Changes will most likely come
about in terms of computing speed, Experimental scale and
meeting the needs of FDA for clinical diagnosis.
In terms of sequence analysis,
a BLAST search comparing one gene against a database is quick,
but the speed drops as the complexity of the experiment increases.
Comparing many genes to a database is slow, genome to a database,
slower yet, and translating many genes into all six potential
protein sequences, and comparing them to a database is far
slower. If one were to do this work with a genome like yeast
and compare it to GenBank, it could require months of computing
time.
The day will come when we will
use faster computers and be able to compare several genomes
to other genomes in a few minutes time.
Another area where scale is driving
change is in data storage. People are doing experiments that
require larger quantities of data, for example microarray
experiments with 5000 genes tested in one experiment. The
tools for storing, processing, analyzing, and retrieving data
from these types of experiments are still in the making.
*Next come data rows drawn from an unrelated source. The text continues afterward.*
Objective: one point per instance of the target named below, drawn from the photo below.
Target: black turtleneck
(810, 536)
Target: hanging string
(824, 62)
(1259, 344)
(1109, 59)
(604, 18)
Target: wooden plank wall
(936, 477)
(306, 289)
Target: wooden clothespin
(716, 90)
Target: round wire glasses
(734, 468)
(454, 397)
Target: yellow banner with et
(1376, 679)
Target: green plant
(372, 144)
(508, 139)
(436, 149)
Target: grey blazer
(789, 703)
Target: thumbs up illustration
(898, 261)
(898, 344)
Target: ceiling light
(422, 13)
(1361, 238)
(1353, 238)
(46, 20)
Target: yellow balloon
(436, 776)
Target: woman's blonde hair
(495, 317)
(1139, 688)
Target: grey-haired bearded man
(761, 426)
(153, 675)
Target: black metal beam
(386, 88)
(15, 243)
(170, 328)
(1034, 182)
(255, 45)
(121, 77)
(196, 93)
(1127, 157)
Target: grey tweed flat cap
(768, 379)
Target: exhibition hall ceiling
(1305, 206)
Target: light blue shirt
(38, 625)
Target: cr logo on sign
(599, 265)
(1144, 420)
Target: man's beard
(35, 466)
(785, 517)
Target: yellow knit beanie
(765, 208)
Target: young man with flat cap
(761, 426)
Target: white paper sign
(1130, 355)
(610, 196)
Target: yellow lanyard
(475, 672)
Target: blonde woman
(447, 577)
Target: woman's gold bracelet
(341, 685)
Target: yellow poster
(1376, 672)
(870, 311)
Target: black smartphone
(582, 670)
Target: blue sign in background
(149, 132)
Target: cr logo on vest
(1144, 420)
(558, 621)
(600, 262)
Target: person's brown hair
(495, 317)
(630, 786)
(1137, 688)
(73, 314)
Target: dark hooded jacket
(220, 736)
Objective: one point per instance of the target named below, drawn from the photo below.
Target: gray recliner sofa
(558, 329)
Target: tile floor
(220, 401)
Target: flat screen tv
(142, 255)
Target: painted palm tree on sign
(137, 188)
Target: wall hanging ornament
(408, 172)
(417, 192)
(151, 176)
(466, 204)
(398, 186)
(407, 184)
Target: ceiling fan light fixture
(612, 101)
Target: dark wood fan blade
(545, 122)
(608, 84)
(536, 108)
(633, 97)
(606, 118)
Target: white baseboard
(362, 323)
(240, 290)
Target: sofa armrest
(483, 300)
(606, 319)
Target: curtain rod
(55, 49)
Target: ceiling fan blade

Lastly, the area that will see
an enormous change is clinical diagnostics. The time will
come when everyone will have their genome sequenced or probed
in some way. The emergence of personalized medicine and designer
drugs will make it possible to get a personal prescription
for the types of foods to eat, drugs that are most effective,
and things to avoid. In order to do this, we will need informatics
to process and analyze this information.
The FDA has very stringent requirements
for tracking information and Ensuring privacy and security.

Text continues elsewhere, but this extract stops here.